Im Barbarastollen unweit von Freiburg lagern über 25.000 Kilometer Mikrofilm. Dort sollen die Kopien historischer Dokumente sollen Atomkriege überdauern. Joachim Schüring, Redakteur bei ABENTEUER ARCHÄOLOGIE, hat das Archiv im Berg besucht und berichtet darüber in Heft 2/05.
Zu Zeiten des Kalten Kriegs ahnte in dem kleinen Ort Oberried am Fuß des Schauinsland niemand, wie sicher es sich dort lebte. Ganz im Gegenteil, schürten doch geheimnisvolle Umbauten in dem alten Bergwerksstollen „Barbara“ am Ortsrand Gerüchte, dort würde Munition gelagert oder eine geheime Kommandoanlage gebaut. Erst in den 1980er Jahren erfuhren die Einwohner, dass die Bundesrepublik im Wald hinter der Gemeinde, 15 Kilometer von Freiburg entfernt, ein Mikrofilmarchiv errichtet und damit einen Teil der »Haager Konvention zum Schutz von Kulturgut bei bewaffneten Konflikten« erfüllt hatte. Darin verpflichteten sich im Mai des Jahres 1954 über fünfzig Staaten, im Ernstfall unwiederbringliches Kulturgut zu verschonen. Und so wurde die Ortschaft Oberried per Gesetz unangreifbar, weil auf ihrer Gemarkung das kollektive Gedächtnis Deutschlands ruht. Im Kriegsfall sollte in der lieblichen Modelleisenbahnlandschaft des Südschwarzwalds keine Bombe fallen. Selbst in Friedenszeiten ließ sich dort nie ein Bundeswehrsoldat blicken.

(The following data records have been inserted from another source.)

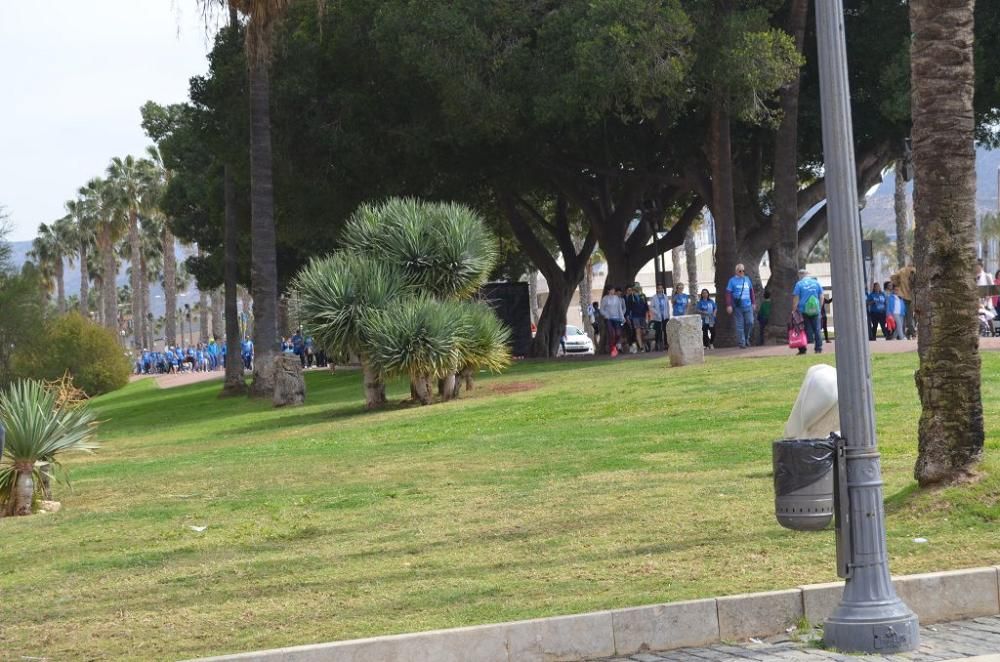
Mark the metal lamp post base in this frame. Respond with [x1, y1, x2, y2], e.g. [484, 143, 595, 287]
[825, 602, 919, 653]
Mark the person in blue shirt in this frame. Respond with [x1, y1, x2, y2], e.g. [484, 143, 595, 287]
[649, 284, 670, 351]
[696, 289, 717, 349]
[291, 328, 306, 366]
[207, 338, 220, 370]
[866, 282, 889, 340]
[791, 268, 825, 354]
[624, 286, 649, 352]
[241, 337, 254, 370]
[671, 283, 691, 317]
[725, 264, 756, 348]
[304, 335, 315, 368]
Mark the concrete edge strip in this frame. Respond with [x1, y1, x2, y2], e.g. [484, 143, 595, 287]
[191, 565, 1000, 662]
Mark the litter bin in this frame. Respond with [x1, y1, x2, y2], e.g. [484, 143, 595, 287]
[773, 438, 835, 531]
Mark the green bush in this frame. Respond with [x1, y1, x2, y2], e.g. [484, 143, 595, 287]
[14, 313, 130, 396]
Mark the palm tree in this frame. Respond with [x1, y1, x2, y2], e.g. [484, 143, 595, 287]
[81, 177, 124, 334]
[296, 253, 408, 408]
[0, 380, 98, 516]
[910, 0, 983, 486]
[894, 159, 911, 268]
[199, 0, 294, 397]
[145, 146, 177, 347]
[65, 195, 95, 319]
[28, 225, 59, 309]
[107, 155, 156, 349]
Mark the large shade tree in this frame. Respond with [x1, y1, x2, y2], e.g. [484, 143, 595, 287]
[910, 0, 984, 485]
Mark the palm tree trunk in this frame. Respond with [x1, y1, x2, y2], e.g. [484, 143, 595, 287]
[94, 276, 104, 327]
[163, 226, 177, 347]
[222, 165, 247, 396]
[412, 374, 433, 406]
[362, 361, 386, 409]
[12, 463, 34, 516]
[55, 258, 66, 314]
[211, 288, 224, 340]
[911, 0, 984, 486]
[128, 209, 142, 349]
[527, 270, 540, 325]
[101, 228, 118, 334]
[685, 229, 698, 302]
[671, 246, 684, 290]
[247, 55, 280, 398]
[79, 241, 89, 319]
[895, 159, 909, 268]
[141, 263, 152, 349]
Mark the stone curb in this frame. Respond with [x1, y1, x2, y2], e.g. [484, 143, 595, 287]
[190, 565, 1000, 662]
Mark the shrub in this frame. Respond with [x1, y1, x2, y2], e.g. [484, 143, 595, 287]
[13, 313, 130, 396]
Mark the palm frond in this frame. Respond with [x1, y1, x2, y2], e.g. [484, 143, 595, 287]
[454, 301, 512, 374]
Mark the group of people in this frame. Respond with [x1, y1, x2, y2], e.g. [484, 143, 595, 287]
[593, 282, 720, 356]
[133, 328, 329, 375]
[134, 339, 235, 375]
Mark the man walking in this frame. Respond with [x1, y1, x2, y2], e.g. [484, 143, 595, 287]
[791, 268, 824, 354]
[725, 264, 756, 348]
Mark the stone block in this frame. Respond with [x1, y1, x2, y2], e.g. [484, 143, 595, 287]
[504, 611, 616, 662]
[717, 589, 803, 641]
[893, 567, 1000, 624]
[612, 598, 720, 654]
[666, 315, 705, 367]
[800, 581, 843, 624]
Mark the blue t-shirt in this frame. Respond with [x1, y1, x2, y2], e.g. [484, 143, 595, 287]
[793, 277, 824, 314]
[867, 291, 887, 314]
[672, 293, 690, 317]
[888, 294, 907, 316]
[726, 276, 753, 307]
[696, 298, 717, 325]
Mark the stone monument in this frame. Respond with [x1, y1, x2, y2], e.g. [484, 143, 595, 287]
[666, 315, 704, 367]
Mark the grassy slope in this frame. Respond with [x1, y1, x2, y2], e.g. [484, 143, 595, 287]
[1, 353, 998, 660]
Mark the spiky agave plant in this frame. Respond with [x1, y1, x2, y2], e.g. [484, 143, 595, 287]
[0, 380, 98, 516]
[342, 198, 499, 299]
[367, 297, 468, 405]
[294, 252, 409, 409]
[452, 301, 512, 396]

Getrieben in Gneis und Granit und einst für die Erkundung von Silbererzen gedacht, bietet der Barbarastollen heute Platz für mehr als 1500 luftdicht versiegelte Edelstahlfässer mit jeweils ein bis zwei Dutzend Kilometer Film im Format 35 Millimeter. Alles in allem lagern hier eine Milliarde historisch bedeutsamer Dokumente auf über 25.000 Kilometer Polyesterfilm – schimmelsicher und bei jahrein jahraus konstanten zehn Grad Celsius. Prüfdias helfen, die Alterung stichprobenartig zu kontrollieren. „Die Filme sollen 1500 Jahre halten, dann müssen sie erneut kopiert werden“, berichtet Regierungsamtmann Roland Stachowiak, beim Bundesamt für Bevölkerungsschutz und Katastrophenhilfe in Bonn für den Kulturgutschutz zuständig und somit Herr über unser offizielles kulturelles Erbe im Barbarastollen.